Issue No. 43 of Your Weekly Staff Meeting is another book and a bucket for equipping your team in the “unnatural” act of management. This week’s book is a must for your loaning library as you mentor individuals with niche books, based on their unique needs.
17 Reasons You May Not Want to Hire This Person
While it is true that you only have a 50/50 chance of success every time you hire a new team member, the interviewing and hiring process does not have to be an anxiety-ridden exercise in Russian roulette. It’s likely this week’s book slipped past you in 1992, but its unique and comprehensive management “story” (complete with a plot, interesting characters and a February 1 to May 3 company turn-around timeline) is a worthy addition to your summer reading list.
In his story, Everett T. Suters cautions managers to watch for any of the 17 red flags during the interview process. His cautionary warning signs include: 1) being late for the appointment, 2) no resume, 3) disturbing appearance, including poor eye contact, 4) poor communication skills, 5) cannot name any personal weaknesses, 6) no evidence that the person takes initiative—on their own time—to improve themselves, 7) unexplained employment history gaps, 8) low level of formal education, without a legitimate reason, 9) frequent job changes, yet little if any career progress, and 10) overqualified.
Other red flags include: 11) unsolicited criticism of former employers and managers, 12) unable to verbalize realistic personal goals, 13) little interest in the scope of the job or the future state of the company, 14) personal problems that could affect performance, 15) inappropriate concern about compensation and benefits, 16) openly expresses radical opinions, and 17) the person does not need to work.
When he spots a red flag, the author says, “I give them an opportunity to alleviate my concerns with an explanation.” The book is packed with savvy management wisdom. Read The Unnatural Act of Management: When the Great Leader’s Work Is Done, the People Say, “We Did It Ourselves.”
Your Weekly Staff Meeting Questions:
#1. What is the best question you have ever been asked in an interview?

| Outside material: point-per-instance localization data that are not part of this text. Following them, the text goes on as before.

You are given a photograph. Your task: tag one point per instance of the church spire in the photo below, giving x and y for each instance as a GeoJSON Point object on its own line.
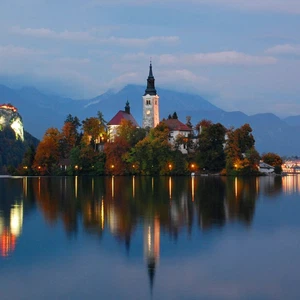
{"type": "Point", "coordinates": [150, 83]}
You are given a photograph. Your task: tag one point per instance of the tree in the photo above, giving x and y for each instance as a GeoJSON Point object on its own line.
{"type": "Point", "coordinates": [47, 153]}
{"type": "Point", "coordinates": [94, 130]}
{"type": "Point", "coordinates": [116, 163]}
{"type": "Point", "coordinates": [210, 151]}
{"type": "Point", "coordinates": [202, 124]}
{"type": "Point", "coordinates": [153, 154]}
{"type": "Point", "coordinates": [241, 155]}
{"type": "Point", "coordinates": [274, 160]}
{"type": "Point", "coordinates": [130, 133]}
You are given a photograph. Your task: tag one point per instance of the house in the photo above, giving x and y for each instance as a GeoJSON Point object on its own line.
{"type": "Point", "coordinates": [265, 168]}
{"type": "Point", "coordinates": [178, 129]}
{"type": "Point", "coordinates": [115, 122]}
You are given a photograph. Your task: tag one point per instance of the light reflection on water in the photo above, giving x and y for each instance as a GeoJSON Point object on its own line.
{"type": "Point", "coordinates": [167, 237]}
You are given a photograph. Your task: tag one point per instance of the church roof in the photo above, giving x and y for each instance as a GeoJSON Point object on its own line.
{"type": "Point", "coordinates": [122, 115]}
{"type": "Point", "coordinates": [176, 125]}
{"type": "Point", "coordinates": [150, 90]}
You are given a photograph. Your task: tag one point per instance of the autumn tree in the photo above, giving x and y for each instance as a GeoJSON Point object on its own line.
{"type": "Point", "coordinates": [153, 154]}
{"type": "Point", "coordinates": [93, 130]}
{"type": "Point", "coordinates": [241, 155]}
{"type": "Point", "coordinates": [130, 133]}
{"type": "Point", "coordinates": [115, 152]}
{"type": "Point", "coordinates": [274, 160]}
{"type": "Point", "coordinates": [202, 124]}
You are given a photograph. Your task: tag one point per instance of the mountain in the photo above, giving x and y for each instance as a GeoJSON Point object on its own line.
{"type": "Point", "coordinates": [42, 111]}
{"type": "Point", "coordinates": [293, 120]}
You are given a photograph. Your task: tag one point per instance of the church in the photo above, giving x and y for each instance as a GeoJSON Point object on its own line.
{"type": "Point", "coordinates": [150, 115]}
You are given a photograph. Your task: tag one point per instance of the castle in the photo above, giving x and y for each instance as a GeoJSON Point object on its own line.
{"type": "Point", "coordinates": [150, 116]}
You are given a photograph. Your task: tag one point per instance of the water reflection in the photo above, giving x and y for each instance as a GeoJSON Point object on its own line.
{"type": "Point", "coordinates": [118, 204]}
{"type": "Point", "coordinates": [11, 214]}
{"type": "Point", "coordinates": [122, 206]}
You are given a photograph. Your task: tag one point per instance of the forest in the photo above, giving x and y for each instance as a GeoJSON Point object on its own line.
{"type": "Point", "coordinates": [85, 148]}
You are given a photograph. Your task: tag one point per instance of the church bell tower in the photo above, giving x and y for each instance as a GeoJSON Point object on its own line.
{"type": "Point", "coordinates": [150, 103]}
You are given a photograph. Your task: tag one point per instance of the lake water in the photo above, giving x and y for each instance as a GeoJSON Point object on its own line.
{"type": "Point", "coordinates": [150, 238]}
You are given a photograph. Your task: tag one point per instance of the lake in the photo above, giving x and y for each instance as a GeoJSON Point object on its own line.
{"type": "Point", "coordinates": [150, 237]}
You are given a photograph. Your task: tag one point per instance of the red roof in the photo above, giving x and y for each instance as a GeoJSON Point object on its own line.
{"type": "Point", "coordinates": [176, 125]}
{"type": "Point", "coordinates": [121, 115]}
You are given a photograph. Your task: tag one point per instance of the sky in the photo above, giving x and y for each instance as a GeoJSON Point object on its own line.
{"type": "Point", "coordinates": [238, 54]}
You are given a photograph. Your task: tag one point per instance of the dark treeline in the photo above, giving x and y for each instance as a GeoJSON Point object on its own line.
{"type": "Point", "coordinates": [90, 148]}
{"type": "Point", "coordinates": [12, 150]}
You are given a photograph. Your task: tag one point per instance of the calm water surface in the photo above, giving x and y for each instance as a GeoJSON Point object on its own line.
{"type": "Point", "coordinates": [150, 238]}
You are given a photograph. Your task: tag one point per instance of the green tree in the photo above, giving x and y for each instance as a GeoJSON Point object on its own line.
{"type": "Point", "coordinates": [210, 151]}
{"type": "Point", "coordinates": [47, 153]}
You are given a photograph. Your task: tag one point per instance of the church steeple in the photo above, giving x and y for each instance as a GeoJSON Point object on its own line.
{"type": "Point", "coordinates": [127, 108]}
{"type": "Point", "coordinates": [150, 90]}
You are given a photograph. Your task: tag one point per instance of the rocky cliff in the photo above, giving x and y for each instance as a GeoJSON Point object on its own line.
{"type": "Point", "coordinates": [9, 117]}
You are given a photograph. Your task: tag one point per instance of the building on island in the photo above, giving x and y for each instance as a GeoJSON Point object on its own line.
{"type": "Point", "coordinates": [115, 122]}
{"type": "Point", "coordinates": [265, 168]}
{"type": "Point", "coordinates": [150, 103]}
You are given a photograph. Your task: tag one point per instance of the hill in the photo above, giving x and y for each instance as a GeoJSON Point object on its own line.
{"type": "Point", "coordinates": [14, 141]}
{"type": "Point", "coordinates": [42, 111]}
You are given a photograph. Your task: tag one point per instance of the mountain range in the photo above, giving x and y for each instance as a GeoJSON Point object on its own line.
{"type": "Point", "coordinates": [41, 111]}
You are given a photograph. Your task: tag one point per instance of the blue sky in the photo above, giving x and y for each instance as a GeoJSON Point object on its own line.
{"type": "Point", "coordinates": [238, 54]}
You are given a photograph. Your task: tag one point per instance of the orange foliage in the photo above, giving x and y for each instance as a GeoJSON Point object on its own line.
{"type": "Point", "coordinates": [115, 151]}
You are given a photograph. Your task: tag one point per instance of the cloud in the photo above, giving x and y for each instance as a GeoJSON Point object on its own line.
{"type": "Point", "coordinates": [88, 36]}
{"type": "Point", "coordinates": [281, 6]}
{"type": "Point", "coordinates": [213, 58]}
{"type": "Point", "coordinates": [15, 51]}
{"type": "Point", "coordinates": [284, 49]}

#2. Why is life-long learning—improving yourself on your own time—so important to an employer?
The People Bucket: The Greatest Interview Question Ever! - Insights from the
Management Buckets Workshop Experience
Whenever I interviewed a prospect for a staff position, I carefully avoided details about what I was looking for—and then about 20 minutes into the interview, I asked the greatest interview question ever.
“Joe, talk about the best job you’ve ever had. You’re driving home after work—and all of a sudden it hits you. You tap the steering wheel with a playful slap, and exclaim out loud, ‘Wow! That was a really great day at work!’
“So, Joe…tell me. What happened at work that caused that little celebration in your car?”
The response is truly amazing. Joe’s eyes light up. His interviewee nervousness disappears—and what gives him joy at work quickly oozes out. Sometimes, the very thing that breathes life into Joe on the job was exactly what we were looking for. Other times—it was the opposite, so we celebrate his passions, but we don’t hire him. I’ve never seen anyone manufacture an answer to that question. It’s the greatest interview question ever.
Your Weekly Staff Meeting Questions: The People Bucket
#1. OK, for our weekly meeting today, I’d like you to gather in groups of three and tell each other what happened the evening you said to yourself, “Wow! That was a really great day at work!”
#2. Does that “Wow!” happen enough in your current position? If not, what initiative should you take to increase the joy?